In the meantime, taking warm baths, getting a massage or applying heating pads to the affected areas may give your sore muscles some relief. Dr Chew also suggests picking up relaxation techniques like yoga, stretching and deep breathing exercises.
So that you don’t aggravate your backache, always remember to check your posture. Pay attention to things like how you position your body when you’re nursing your baby. If you’re overweight, it’ll increase your risk of postpartum backache. Sticking to a healthy diet will keep you from packing on the kilos.
8) Drop in sex drive
WHY? Your oestrogen levels can take a dip and can drop further if you’re breastfeeding.

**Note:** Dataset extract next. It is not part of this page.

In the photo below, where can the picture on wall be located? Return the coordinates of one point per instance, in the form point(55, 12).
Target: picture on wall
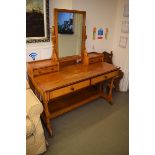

HOW TO COPE Do simple activities to build the intimacy with your spouse. It can be as simple as holding hands, cuddling in bed or caressing and offering massages to each other. Indulging in a little retail therapy may also help — so, go on and treat yourself to some new lingerie or clothes. Your body image pays an important role in boosting your libido and hence your sex life as a couple, too, Dr Chew points out.
9) Increased shoe size
WHY? The volume of blood in your body jumps from five to eight litres during pregnancy ― this excess blood, along with decreased physical activity may make your feet swell. Dr Tan explains that it usually takes about a couple of weeks before your blood volume returns to its pre-pregnancy levels. The change in foot size may also be due to the extra weight you’re carrying around during pregnancy. The additional weight on your feet may flatten the arch, adds Dr Chew.
HOW TO COPE Light activities like walking around the house or hospital can prevent swelling, and also alleviate any swollen feet and hence the need or bigger shoes. However, if your feet swell because of the pounds you’ve packed on, new research shows that the expansion in your feet and shoe size may be permanent, says Dr Chew.